Down in Texas, half of ERCOT’s “responsive reserves” (apparently, no one can agree on the nomenclature for spinning reserves) can be provided by DR, a figure equal to 1,150 megawatts, and usually it gets more offers than it needs on any given day.
That’s the simple part. To really benefit the integration of renewables, DR needs to provide a whole lot more than shutting down megawatts with a 10-minute head start. In the future, DR will need to be dispatched within seconds. Currently, the technology isn’t in place to do that -- and neither is the platform for how DR providers would get paid.
“To get to an economic dispatch of DR [for non-spin and regulation services] -- that’s the goal out there,” said Paul Wattles, Supervisor of Demand Response for ERCOT, “and it’s not ready for primetime yet.”
ERCOT’s real-time energy dispatching service can’t even handle offers from demand response providers. In order for that to happen, DR would have to fully automated, rather than relying on messages to building operators to manually turn down systems. Some of that is already happening with the OpenADR standard, which is being adopted across California and also by major players like EnerNOC. Akuacom, a company that uses OpenADR standards and was acquired by Honeywell last year, is working on building on the OpenADR platform so that it can receive the automatic generation control signal that generators are set up to respond to.
But figuring out real-time dispatch still only solves one problem. If load dispatch can find a way to regulate frequency -- “Well, isn’t that the Holy Grail?” asked John Goodin, DR lead for the California ISO. Although CalISO isn’t even allowed to use DR as a spinning reserve by the Western Electricity Coordinating Council (though that will change in the next year or two), it’s already looking forward to how it can be used as a regulation source. Lawrence Berkley National Laboratory is studying the types of customers that could provide regulation through DR services, such as thermal energy storage, wastewater with pondage or even lighting in commercial buildings. PJM has “high hopes” that DR could enter the regulation market as soon as this year.

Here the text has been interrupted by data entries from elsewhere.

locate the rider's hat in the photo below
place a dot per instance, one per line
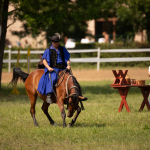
(56, 38)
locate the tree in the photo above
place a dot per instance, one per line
(134, 14)
(40, 15)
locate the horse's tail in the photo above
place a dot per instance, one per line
(18, 73)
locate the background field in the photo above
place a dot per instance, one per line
(99, 126)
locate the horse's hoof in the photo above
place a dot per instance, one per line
(55, 124)
(64, 125)
(69, 125)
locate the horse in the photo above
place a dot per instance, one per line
(67, 91)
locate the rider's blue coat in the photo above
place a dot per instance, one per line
(45, 86)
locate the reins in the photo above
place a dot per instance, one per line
(67, 91)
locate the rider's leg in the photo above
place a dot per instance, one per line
(49, 99)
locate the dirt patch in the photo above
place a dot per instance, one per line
(94, 75)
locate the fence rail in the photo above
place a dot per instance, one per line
(97, 59)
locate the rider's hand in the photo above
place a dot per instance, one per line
(50, 69)
(68, 67)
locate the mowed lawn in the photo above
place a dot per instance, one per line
(99, 126)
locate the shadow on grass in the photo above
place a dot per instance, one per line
(89, 125)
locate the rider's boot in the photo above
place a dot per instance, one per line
(48, 98)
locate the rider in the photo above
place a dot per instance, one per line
(55, 59)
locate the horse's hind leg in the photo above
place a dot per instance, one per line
(32, 110)
(45, 110)
(75, 117)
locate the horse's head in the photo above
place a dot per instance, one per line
(73, 102)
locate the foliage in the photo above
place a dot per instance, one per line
(133, 15)
(99, 126)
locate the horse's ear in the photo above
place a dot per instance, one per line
(82, 98)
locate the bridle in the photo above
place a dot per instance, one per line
(67, 91)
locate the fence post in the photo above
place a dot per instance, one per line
(9, 60)
(98, 57)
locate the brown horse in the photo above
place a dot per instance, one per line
(67, 91)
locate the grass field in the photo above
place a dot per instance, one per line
(99, 126)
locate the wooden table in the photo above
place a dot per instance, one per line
(123, 88)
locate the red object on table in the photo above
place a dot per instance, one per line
(123, 89)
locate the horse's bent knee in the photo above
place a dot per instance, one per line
(63, 114)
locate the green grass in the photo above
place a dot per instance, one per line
(99, 126)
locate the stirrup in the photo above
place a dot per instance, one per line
(48, 99)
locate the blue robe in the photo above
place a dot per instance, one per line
(45, 86)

The large ISOs are not the only regions setting up projects to work out the kinks on the future of DR for the grid. At Bonneville Power Administration, EnerNOC will use its demand response capacity to balance out the ramping up and down of its wind resources. “DR has been thought of being able to curtail power, but you actually need a power stump -- when wind/solar overproduce, you ideally need something to relieve the pressure,” said EnerNOC. At BPA, they will be looking at a cold storage facility to absorb extra power when necessary.
Although the focus is currently on ways that industrial and commercial customers can provide demand response 3.0 for renewables, both Wattles at ERCOT and Goodin at CalISO also mentioned that the next stage of DR is not just about its role in renewables.
“I see that there are two flavors [of DR]: there’s the high-quality, for how much, when I need it, where I need it [variety],” said Goodin. “Then, there’s the price responsive [variety].”
Dynamic pricing and demand response for untapped markets can’t help ISOs with renewables, but both said there’s still space for huge gains if automated DR can be married with the right price signals. “I think when you start doing [DR] for residential and small commercial, that’s when you see the potential,” said Wattles. “In a lot of cases, it’s a cheaper way to get there.”